Interestingly enough, plantains and traditional bananas are very closely related, belonging to the same species. However, the plantain bears fruit year-round making it a reliable source of essential carbohydrates throughout the developing world.
My formative exposure to plantains was via Latin, or Hispanic cuisines, namely that of Puerto Rico and the Dominican Republic.
Similarly to our consumption of plantains, these cultures prepare plantains either entirely unripe or very ripe. Tostones, or fried green plantains, and maduros, fried sweet or ripe plantains, are staples of the cuisine. Tostones are often served coated with a generous layer of salt with a tasty garlic oil dipping sauce.
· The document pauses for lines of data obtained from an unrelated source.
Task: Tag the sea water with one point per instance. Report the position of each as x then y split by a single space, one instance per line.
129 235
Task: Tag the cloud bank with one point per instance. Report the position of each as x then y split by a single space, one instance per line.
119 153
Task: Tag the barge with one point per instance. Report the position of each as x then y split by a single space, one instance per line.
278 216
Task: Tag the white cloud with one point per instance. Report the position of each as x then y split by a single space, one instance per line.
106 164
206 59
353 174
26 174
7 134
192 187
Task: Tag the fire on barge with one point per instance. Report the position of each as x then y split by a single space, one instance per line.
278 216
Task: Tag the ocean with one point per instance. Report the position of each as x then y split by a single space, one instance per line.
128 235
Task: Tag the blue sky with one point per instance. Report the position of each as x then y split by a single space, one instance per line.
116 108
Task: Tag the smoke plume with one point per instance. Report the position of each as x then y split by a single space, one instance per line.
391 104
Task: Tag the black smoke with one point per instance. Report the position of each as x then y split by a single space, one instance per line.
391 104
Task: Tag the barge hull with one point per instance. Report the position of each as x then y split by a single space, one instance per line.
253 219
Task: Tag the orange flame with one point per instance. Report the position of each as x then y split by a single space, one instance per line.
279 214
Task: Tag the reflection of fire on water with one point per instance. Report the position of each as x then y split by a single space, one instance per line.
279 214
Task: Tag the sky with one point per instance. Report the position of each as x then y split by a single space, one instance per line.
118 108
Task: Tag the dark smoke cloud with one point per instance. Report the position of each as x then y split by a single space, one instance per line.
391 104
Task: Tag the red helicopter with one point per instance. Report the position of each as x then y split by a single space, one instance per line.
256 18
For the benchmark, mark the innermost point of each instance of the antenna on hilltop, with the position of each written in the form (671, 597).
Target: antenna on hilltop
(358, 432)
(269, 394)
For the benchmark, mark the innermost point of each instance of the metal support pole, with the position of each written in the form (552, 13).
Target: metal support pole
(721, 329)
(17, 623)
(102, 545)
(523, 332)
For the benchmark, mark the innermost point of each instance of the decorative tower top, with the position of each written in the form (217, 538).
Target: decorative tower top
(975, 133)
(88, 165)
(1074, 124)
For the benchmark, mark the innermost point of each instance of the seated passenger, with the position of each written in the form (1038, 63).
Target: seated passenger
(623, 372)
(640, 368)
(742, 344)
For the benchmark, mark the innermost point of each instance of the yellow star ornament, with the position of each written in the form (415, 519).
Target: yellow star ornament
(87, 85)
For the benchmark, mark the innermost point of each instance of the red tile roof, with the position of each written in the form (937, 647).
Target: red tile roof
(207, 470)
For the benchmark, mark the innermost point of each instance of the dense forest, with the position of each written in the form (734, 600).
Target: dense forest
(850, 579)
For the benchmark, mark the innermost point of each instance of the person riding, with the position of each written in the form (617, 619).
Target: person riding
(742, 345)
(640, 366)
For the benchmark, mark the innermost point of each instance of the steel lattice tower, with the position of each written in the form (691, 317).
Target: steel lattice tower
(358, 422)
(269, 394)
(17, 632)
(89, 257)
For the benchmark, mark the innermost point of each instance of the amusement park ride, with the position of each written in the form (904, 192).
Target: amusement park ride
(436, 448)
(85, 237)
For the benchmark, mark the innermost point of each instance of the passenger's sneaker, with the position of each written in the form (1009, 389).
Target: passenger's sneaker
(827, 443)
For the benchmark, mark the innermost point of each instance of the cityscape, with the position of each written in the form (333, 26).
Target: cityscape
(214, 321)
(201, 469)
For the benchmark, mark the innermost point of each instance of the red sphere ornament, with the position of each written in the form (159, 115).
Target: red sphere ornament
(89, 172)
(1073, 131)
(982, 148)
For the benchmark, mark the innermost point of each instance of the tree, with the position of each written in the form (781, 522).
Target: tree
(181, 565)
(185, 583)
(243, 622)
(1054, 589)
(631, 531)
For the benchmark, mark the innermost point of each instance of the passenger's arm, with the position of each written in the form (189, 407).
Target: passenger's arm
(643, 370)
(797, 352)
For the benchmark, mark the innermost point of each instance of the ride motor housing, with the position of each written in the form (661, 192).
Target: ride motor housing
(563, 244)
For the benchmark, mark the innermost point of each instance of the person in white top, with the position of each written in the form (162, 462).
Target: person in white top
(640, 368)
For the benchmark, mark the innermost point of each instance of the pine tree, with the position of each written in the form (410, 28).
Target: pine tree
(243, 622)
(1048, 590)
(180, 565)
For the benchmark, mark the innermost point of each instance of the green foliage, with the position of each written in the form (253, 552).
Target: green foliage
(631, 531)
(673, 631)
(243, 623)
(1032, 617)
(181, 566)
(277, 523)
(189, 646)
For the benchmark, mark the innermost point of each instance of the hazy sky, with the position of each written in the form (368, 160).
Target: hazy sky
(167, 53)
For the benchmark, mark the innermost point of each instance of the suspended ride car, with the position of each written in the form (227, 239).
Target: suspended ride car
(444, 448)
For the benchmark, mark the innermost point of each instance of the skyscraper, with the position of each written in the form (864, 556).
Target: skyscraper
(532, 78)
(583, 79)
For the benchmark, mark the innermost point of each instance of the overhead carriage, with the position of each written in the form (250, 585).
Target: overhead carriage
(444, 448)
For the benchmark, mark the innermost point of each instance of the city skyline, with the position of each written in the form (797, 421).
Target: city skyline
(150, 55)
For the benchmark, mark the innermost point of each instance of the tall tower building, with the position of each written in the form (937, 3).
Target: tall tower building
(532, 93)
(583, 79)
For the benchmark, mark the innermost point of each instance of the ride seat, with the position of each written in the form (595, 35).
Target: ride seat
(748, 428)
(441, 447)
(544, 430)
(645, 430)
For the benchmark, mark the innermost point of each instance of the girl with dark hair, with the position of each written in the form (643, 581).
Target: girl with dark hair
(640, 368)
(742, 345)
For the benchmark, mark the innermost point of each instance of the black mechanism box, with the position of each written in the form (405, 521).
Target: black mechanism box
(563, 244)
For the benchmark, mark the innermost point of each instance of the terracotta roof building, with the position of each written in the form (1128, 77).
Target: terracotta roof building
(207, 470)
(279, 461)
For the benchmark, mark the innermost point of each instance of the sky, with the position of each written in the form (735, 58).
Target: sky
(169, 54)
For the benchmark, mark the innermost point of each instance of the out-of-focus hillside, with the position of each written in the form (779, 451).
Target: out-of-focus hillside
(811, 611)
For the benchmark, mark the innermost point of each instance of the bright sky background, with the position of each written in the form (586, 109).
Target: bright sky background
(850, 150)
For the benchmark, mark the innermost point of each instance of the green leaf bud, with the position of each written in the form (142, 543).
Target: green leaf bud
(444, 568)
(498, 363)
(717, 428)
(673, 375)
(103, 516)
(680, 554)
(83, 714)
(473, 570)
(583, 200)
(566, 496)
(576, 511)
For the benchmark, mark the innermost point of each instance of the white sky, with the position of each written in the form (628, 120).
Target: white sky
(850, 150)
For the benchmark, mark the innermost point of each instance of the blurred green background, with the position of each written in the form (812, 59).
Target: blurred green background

Maduros, too, are sprinkled with a generous helping of salt and pan fried, making an irresistible combination of salty and sweet flavours.
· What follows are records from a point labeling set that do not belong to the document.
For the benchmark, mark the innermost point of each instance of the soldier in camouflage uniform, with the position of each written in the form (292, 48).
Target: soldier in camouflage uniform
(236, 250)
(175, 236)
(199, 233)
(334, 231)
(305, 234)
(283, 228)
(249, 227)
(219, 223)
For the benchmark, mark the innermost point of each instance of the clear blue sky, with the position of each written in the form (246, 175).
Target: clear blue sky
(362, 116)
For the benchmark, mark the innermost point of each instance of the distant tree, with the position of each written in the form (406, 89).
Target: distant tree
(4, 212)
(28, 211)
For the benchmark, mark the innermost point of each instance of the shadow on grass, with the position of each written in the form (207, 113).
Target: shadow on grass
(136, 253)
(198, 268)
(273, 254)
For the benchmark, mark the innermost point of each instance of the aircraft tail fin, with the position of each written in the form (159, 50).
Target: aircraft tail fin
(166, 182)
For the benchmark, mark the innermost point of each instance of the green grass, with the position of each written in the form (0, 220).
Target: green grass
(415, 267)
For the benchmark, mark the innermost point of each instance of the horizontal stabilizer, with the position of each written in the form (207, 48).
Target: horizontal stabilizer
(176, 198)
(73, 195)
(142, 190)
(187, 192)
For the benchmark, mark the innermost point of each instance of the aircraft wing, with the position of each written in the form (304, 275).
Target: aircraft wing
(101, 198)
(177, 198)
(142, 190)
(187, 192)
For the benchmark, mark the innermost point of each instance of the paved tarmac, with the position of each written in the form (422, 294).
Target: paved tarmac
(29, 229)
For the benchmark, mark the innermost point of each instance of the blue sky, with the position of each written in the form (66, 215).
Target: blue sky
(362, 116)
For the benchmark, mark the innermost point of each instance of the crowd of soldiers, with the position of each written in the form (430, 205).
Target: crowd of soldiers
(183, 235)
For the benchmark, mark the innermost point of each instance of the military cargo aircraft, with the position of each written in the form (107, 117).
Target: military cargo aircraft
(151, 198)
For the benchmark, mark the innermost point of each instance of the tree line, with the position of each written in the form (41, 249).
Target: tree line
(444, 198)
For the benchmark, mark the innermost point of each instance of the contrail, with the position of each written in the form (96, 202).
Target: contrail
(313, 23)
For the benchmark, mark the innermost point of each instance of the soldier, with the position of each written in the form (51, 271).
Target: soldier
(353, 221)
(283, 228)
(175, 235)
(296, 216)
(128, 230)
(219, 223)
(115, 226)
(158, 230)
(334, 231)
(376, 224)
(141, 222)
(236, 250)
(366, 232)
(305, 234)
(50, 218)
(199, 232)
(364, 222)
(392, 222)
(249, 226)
An excellent source of carbohydrates, and high in fibre, plantains provide a significant quantity of the recommended daily allowance of Vitamin C, B6, and magnesium and potassium.
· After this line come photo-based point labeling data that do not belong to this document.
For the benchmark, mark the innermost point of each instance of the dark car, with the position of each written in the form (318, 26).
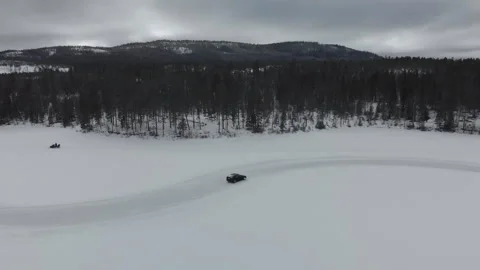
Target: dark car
(235, 177)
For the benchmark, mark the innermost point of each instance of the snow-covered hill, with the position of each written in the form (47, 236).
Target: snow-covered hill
(7, 67)
(190, 50)
(339, 199)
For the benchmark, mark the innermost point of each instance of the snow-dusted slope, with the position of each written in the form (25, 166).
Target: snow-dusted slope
(192, 50)
(7, 67)
(337, 199)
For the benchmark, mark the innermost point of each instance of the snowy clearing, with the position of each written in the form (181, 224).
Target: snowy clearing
(358, 198)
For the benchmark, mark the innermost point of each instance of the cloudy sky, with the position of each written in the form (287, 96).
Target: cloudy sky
(389, 27)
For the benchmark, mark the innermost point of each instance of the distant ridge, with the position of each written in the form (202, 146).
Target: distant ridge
(189, 51)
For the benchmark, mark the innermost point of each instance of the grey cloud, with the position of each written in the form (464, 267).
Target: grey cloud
(394, 27)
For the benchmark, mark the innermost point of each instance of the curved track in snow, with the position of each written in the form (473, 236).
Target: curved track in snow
(195, 188)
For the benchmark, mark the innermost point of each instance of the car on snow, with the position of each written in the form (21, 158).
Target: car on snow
(235, 177)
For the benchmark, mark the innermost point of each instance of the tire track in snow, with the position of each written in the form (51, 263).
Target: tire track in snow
(127, 206)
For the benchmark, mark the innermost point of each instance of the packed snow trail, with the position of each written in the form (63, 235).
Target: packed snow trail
(195, 188)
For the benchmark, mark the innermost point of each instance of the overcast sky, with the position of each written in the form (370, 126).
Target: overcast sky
(388, 27)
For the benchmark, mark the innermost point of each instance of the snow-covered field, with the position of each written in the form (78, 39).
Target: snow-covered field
(353, 198)
(6, 68)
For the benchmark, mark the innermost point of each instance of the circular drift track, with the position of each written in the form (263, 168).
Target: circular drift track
(195, 188)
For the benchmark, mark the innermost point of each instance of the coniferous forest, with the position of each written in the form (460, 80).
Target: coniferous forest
(174, 99)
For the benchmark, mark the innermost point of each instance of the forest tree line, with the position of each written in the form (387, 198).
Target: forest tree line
(139, 97)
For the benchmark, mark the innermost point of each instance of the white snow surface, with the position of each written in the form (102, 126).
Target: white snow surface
(29, 68)
(358, 198)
Despite the aforementioned benefits, we seemingly rely solely on frying in oil to achieve an unhealthy outcome; the minute the plantain slice hits the oil the nutritive benefits of the fruit in its raw state are for the most part negated by our preparation method.
I can speak from experience, my son loves fried sweet plantains; an entire plate can disappear in a matter of seconds.
In earnest, I’ve been looking for some alternate methods of preparation. Not surprisingly, each country seems to have its signature preparation.
Venezuelan cuisine, makes an appetizer called the “yo-yo”, a sort of plantain sandwich with cheese to the centre, dipped in egg, rolled in bread crumbs and deep fried until the cheese melts. Now that wasn’t what I was looking for, but it’s absolutely something I would like to try!
Most of the delicious dishes I found rely on frying, so it would seem that aside from steaming or grilling and mashing, plantains are to be enjoyed in moderation when fried, but nonetheless it’s an excellent inclusion in our diets.